Tests for Autocorrelated Errors

In ordinary least square regression model, we specify the equation as
y = b0 + b1 x1 + b2 x2 + b3 x3 + b4 x4 + ut
and we can test the assumption of autocorrelation or we can test whether the disturbances are autocorrelated.
To test the autocorrelation, we can follow the steps below:
(i) Estimate the regression model above using ordinary least square approach/OLS:
sysuse auto, clear
gen t=_n
tsset t
reg price rep78 trunk length
. reg price rep78 trunk length
Source |       SS           df       MS      Number of obs   =        69
-------------+----------------------------------   F(3, 65)        =      6.42
Model |   131790806         3  43930268.8   Prob > F        =    0.0007
Residual |   445006152        65   6846248.5   R-squared       =    0.2285
-------------+----------------------------------   Adj R-squared   =    0.1929
Total |   576796959        68  8482308.22   Root MSE        =    2616.5
------------------------------------------------------------------------------
price |      Coef.   Std.

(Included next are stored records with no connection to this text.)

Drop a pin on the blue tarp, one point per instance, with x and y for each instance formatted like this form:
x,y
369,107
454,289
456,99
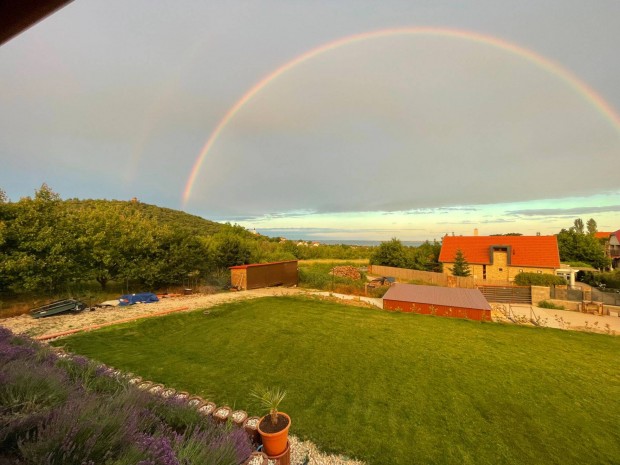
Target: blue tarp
x,y
144,297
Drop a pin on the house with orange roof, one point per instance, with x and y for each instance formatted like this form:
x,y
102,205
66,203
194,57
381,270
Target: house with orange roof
x,y
613,249
501,258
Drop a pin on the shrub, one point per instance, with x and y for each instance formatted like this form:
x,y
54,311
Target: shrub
x,y
538,279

Err.      t    P>|t|     [95% Conf. Interval]
-------------+----------------------------------------------------------------
rep78 |   578.7949   348.6211     1.66   0.102    -117.4495    1275.039
trunk |  -31.78264   108.8869    -0.29   0.771    -249.2447    185.6794
length |   70.17701   22.01136     3.19   0.002     26.21729    114.1367
_cons |  -8596.181   3840.351    -2.24   0.029    -16265.89   -926.4697
------------------------------------------------------------------------------

(ii)  Now calculate the residuals from the above regression:
predict errors, res
(iii)  Run another regression by inserting lagged residuals or the lag values of error terms, (errors) as predicted from above regression model into a regression model of the residuals as a dependent variable. Our regression model will be estimated through the following regression code in Stata: reg errors rep78 trunk length l.errors. We can consider this regression as auxiliary regression. The results from this auxiliary regression is given below
. reg errors rep78 trunk length l.errors
Source |       SS           df       MS      Number of obs   =        63
-------------+----------------------------------   F(4, 58)        =      4.66
Model |   104717963         4  26179490.9   Prob > F        =    0.0025
Residual |   325759819        58   5616548.6   R-squared       =    0.2433
-------------+----------------------------------   Adj R-squared   =    0.1911
Total |   430477782        62  6943190.04   Root MSE        =    2369.9
------------------------------------------------------------------------------
errors |      Coef.   Std. Err.      t    P>|t|     [95% Conf. Interval]
-------------+----------------------------------------------------------------
rep78 |  -47.23696   332.1243    -0.14   0.887    -712.0559     617.582
trunk |   62.68025   103.8779     0.60   0.549    -145.2539    270.6144
length |   9.373147   20.97416     0.45   0.657     -32.6112    51.35749
|
errors |
L1. |   .5273932   .1225638     4.30   0.000      .282055    .7727313
|
_cons |  -2375.671   3741.339    -0.63   0.528    -9864.774    5113.432
------------------------------------------------------------------------------

(iv) Using the estimated results from auxiliary regression above, note the the R-squared value and multiply it by the number of included observations:
scalar N=_result(1)
scalar R2=_result(7)
scalar NR2= N*R2
scalar list N  R2  NR2
N =         63
R2 =  .24325986
NR2 =  15.325371

(v)  Now, the null hypothesis of BP test is that there is no autocorrelation, we can use the standard Chi-Square distribution to find the tabulated values of the Chi-Square to check if the null hypothesis of no autocorrelation needs to be rejected. According to theory, the Chi-Square statistic calculated using the NRSquare approach above, the test statistic NR2 converges asymptotically where degrees of freedom for the test is s which the number of lags of the residuals included in the auxiliary regression and we have included 1 lagged value of errors/residuals so degrees of freedom in this case is 1. We can use Stata conventional functions for distribution to determine the tabulated values at 5% level of significance using the following code:
scalar chi151=invchi2tail(1, .05)
scalar list chi151
chi15 =  3.8414598
We got from the above tutorial in tests for autocorrelation, NR2 = 15.325371 > 3.84 = Chi-Square (1, 5%). As the calculated value of Chi2 is greater than tabulated values of Chi2, so we reject the null hypothesis of no autocorrelation on the disturbances.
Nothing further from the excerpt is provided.